Road Maps

Submitted on Aug 24, 2023 by  Red40something

What's the road map?

I have a bunch of useless random facts in my head. Sometimes they live there to amuse me, sometimes they connect dots for me at odd times. Have you ever heard of an isochrone map? An isochrone map is a type of map that shows the areas that can be reached within a certain amount of time. Slightly different is a flow map: these usually show movement or migration from one place to another. Time and direction.

Life doesn't come with a road map or playbook and folks tend to think it would be better if it did. I can agree - to a point. We have them in some forms already. Think the "For Dummies" book series (Math for Dummies or Dating for Dummies), or all the self-help videos and tapes or seminars. At one point I really thought I wanted a road map for this life with HIV. Like, really, really wanted a road map. I wanted more than just "you're not going to die." I wanted someone to show me how to navigate life with HIV in ways that made sense to me and my life. It was crazy frustrating to have someone say "it gets easier" without the HOW part of that happening. It did not help much that in the beginning I was surrounded by men with a totally foreign lifestyle than mine and the one woman I was introduced to was 20 years older than me, white, had been married throughout her entire diagnosis and the only thing we had in common was XX chromosomes. Talk about divergent journeys! Even as I couldn't relate, I could appreciate that she was willing to try to help me.
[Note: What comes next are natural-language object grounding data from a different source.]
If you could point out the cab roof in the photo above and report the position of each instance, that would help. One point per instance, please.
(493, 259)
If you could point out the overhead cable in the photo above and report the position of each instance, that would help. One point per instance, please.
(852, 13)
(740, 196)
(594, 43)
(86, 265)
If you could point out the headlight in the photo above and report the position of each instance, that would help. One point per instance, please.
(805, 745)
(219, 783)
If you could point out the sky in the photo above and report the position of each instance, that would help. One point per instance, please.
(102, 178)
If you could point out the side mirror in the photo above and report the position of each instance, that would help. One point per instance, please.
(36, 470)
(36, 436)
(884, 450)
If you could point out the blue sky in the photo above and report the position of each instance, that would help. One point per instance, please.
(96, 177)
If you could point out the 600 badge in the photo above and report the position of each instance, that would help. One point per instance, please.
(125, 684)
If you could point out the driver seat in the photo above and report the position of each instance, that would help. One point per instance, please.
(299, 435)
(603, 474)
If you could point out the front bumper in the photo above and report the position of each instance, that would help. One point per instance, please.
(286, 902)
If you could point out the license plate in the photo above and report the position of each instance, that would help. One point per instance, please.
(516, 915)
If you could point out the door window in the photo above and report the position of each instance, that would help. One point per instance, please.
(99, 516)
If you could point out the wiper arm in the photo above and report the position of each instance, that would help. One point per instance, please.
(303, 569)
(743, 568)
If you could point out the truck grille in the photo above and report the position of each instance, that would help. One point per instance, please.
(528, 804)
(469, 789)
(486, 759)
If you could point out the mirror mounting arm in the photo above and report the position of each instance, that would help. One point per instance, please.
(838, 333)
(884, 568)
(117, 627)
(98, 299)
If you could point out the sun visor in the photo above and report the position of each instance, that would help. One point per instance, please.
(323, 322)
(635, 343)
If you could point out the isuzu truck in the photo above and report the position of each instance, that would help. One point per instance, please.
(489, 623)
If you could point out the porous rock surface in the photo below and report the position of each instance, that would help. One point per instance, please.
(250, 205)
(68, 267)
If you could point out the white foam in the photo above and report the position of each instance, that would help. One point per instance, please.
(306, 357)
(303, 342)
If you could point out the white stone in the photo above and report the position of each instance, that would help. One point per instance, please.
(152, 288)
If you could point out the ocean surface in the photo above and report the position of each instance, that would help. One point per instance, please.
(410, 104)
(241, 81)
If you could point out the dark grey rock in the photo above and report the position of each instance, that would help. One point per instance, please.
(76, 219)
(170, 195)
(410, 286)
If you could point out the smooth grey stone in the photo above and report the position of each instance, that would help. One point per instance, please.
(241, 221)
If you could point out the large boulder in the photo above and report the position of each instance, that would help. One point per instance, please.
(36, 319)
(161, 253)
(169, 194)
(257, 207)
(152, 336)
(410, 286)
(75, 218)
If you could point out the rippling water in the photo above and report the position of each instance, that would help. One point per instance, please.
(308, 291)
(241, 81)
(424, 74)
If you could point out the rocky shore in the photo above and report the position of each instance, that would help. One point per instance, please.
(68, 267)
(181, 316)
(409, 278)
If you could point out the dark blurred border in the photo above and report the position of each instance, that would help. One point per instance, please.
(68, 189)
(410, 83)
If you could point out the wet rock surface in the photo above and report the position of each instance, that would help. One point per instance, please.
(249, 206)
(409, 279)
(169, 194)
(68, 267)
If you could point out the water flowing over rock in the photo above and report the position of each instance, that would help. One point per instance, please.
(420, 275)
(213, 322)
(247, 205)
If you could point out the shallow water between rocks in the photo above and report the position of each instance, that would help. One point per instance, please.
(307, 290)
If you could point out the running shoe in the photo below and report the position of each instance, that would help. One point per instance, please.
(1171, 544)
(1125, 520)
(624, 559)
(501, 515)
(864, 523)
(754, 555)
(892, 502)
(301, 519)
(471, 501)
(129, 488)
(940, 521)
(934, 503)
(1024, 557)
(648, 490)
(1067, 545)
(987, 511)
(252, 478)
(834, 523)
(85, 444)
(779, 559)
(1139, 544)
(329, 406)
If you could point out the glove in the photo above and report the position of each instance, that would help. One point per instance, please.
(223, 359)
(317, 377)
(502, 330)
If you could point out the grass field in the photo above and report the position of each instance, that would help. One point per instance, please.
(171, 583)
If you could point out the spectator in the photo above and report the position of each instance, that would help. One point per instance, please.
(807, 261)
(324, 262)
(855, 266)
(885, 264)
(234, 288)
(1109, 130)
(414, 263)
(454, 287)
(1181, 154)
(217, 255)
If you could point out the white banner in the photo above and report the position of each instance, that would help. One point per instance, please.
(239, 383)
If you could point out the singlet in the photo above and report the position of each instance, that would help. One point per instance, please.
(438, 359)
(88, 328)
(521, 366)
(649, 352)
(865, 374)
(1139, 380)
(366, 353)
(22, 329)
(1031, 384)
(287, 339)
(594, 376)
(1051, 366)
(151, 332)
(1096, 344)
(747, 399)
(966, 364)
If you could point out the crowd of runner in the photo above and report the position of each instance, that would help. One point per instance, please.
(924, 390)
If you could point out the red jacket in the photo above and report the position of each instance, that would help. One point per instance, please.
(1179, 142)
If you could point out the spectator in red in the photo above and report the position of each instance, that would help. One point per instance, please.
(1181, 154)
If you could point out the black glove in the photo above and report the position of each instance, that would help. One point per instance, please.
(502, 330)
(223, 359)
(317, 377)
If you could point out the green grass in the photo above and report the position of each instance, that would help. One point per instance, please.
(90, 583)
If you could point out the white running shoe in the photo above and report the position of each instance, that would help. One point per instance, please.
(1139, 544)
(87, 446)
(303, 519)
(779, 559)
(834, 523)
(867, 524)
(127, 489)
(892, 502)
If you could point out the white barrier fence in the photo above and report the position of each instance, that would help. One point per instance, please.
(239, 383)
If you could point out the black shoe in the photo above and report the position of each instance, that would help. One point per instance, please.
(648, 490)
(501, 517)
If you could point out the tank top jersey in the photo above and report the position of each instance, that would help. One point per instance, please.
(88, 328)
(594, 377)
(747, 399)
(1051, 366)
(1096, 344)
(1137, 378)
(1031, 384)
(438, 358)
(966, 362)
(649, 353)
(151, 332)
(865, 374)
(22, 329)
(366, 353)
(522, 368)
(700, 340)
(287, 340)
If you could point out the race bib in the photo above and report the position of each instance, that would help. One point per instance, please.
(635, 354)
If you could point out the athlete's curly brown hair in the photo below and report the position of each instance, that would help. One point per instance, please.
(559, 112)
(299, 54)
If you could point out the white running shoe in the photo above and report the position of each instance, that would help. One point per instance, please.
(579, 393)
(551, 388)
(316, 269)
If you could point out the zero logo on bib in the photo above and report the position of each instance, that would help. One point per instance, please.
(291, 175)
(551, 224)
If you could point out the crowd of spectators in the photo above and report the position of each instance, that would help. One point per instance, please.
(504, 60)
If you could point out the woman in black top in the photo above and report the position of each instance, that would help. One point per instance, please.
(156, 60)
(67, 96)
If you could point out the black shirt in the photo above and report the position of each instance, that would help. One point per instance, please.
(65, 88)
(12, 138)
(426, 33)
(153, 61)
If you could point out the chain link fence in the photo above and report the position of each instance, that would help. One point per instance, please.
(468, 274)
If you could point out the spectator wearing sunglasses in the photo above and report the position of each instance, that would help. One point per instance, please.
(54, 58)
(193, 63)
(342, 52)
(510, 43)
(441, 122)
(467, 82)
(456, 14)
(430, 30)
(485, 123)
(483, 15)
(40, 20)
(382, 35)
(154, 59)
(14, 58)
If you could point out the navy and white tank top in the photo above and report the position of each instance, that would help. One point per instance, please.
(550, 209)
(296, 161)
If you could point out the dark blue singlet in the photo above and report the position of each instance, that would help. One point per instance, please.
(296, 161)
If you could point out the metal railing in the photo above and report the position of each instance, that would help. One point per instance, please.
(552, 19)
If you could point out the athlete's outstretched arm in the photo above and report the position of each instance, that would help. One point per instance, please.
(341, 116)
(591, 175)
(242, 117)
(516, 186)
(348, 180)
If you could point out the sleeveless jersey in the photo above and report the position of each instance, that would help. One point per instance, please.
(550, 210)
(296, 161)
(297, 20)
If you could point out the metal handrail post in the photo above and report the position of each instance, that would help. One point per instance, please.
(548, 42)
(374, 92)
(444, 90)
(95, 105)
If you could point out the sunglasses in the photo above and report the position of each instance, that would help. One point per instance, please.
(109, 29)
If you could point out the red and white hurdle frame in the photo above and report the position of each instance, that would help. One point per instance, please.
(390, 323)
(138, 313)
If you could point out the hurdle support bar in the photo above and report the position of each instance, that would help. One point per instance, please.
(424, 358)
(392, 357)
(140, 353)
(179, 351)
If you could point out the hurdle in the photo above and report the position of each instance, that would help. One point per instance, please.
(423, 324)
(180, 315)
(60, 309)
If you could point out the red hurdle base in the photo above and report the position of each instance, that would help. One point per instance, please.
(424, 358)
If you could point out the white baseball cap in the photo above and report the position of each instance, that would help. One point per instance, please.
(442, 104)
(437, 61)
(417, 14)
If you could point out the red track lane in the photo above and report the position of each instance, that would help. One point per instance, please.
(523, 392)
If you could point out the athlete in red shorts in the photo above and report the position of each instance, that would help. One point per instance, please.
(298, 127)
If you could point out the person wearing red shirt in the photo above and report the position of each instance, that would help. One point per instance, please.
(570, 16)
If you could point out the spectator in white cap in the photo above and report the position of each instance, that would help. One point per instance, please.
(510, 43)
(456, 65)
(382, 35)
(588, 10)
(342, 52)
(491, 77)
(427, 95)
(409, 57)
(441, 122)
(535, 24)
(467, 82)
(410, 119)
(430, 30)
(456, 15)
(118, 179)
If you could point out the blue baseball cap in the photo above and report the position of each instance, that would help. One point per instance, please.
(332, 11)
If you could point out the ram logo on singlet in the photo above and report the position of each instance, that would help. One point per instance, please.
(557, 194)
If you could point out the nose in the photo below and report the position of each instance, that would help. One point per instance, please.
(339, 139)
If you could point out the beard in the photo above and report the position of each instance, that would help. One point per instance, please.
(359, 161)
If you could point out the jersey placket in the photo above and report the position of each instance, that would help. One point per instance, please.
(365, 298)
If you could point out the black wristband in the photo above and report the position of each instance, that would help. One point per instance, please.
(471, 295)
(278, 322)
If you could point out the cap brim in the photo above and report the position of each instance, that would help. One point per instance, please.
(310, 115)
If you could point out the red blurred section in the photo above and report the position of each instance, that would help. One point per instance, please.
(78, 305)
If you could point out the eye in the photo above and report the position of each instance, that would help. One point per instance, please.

I'm not alone. I hear the same questions in support groups, and online queries and in conversations with peers: What are the medications' side effects? Do I have to tell my job? How am I going to tell my family? What will my friends say? Is anybody going to want me? Am I going to die? How am I supposed to live with HIV?

What I've learned is, as much as it feels like we want a turn-by-turn map of how to navigate this life, there shouldn't be one. Not cannot be one, not couldn't – shouldn't. While I stand behind and fully believe in supporting each other and lifting each other before we fall, no one should have life with HIV handed to them in a pat manner that isn't a personal journey. Otherwise, how do we gain wisdom? How do we learn to course correct and grow from challenges and mistakes? If you are walking someone else's footpath, whose life would you be living? Would you be thriving in confidence or surviving in complacency?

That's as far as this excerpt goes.